I have been compiling a fairly large Fortran application with Intel v8.1 compiler using OMP directives for parallelism on dual socket IA-32 machines.
All subroutines (a few are in ANSI C) have been instrumented with -pg compile switch so that I can run gprof later to check on performance. According to the "flat profile" in the gprof output, the code runs twice as fast when using two processors compared to with a single processor.
However, the code also calls difftime (from C) to give me the elapsed execution time for the software. Comparing the elapsed times gives me only a 30% improvement in speed. According to gprof, I should expect a 50% improvement.
I don't understand why the two methods of clocking the parallelised software are so different.

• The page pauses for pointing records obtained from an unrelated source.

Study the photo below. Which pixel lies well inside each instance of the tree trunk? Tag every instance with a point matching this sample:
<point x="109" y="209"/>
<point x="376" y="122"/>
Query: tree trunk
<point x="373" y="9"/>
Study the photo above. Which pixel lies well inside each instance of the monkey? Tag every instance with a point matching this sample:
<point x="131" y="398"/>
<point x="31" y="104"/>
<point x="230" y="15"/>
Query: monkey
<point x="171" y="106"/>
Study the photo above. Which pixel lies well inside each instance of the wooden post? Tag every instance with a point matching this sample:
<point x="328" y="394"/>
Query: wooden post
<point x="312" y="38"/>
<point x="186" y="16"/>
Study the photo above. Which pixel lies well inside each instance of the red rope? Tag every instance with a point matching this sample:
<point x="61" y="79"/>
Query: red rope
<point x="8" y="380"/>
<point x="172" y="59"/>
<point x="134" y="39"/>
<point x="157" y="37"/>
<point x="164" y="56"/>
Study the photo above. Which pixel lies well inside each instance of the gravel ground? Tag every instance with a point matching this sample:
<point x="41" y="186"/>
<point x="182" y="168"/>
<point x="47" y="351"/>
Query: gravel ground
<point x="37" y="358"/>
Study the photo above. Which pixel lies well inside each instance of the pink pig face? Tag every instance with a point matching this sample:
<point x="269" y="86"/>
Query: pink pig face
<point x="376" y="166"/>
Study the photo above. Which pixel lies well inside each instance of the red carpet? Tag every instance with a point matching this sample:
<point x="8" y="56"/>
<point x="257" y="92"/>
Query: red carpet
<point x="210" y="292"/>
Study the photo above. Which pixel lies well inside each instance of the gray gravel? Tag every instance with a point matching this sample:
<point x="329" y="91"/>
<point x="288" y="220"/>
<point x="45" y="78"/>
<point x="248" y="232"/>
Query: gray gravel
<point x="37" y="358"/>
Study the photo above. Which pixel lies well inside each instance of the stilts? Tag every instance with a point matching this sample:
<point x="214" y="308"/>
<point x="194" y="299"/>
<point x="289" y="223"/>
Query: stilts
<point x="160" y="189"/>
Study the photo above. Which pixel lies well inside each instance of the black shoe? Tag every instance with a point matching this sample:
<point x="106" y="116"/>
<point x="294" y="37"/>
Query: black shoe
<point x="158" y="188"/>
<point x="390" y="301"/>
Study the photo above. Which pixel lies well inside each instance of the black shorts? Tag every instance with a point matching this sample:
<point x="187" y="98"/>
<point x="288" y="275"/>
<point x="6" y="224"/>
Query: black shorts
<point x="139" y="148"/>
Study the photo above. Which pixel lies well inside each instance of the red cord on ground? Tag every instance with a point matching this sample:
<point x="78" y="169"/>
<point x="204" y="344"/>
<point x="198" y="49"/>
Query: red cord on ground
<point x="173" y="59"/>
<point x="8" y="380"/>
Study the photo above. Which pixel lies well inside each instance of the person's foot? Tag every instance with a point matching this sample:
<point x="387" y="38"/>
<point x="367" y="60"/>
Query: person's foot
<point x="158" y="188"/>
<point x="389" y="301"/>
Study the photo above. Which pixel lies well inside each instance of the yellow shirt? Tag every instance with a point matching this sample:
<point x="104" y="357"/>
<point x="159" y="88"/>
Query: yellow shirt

It does not seem likely that it is due to OMP overhead, because gprof measures the time spent in each subroutine. The overhead should be included in the gprof profile stats, unless I am misinterpreting the gprof method. Same thoughts about memory access. About 10% of the computer run seems to be spent on Fortran i/o, based on the output of the "top" utility (procs are "idle" or running "system calls"), but again, this should be included in the gprof stats, since the io is called from inside the profiled subroutines.
I would be grateful if someone could comment on what might be causing the difference in clocking methods.
gprof attempts to measure the CPU time spent in each reported subroutine. In the call graph profile, it attempts to show time spent in a function, plus those functions called by it which are instrumented for gprof. Thus, the function calls inserted by OpenMP, and Fortran run-time library functions,would show up only as separate entries, if you are lucky.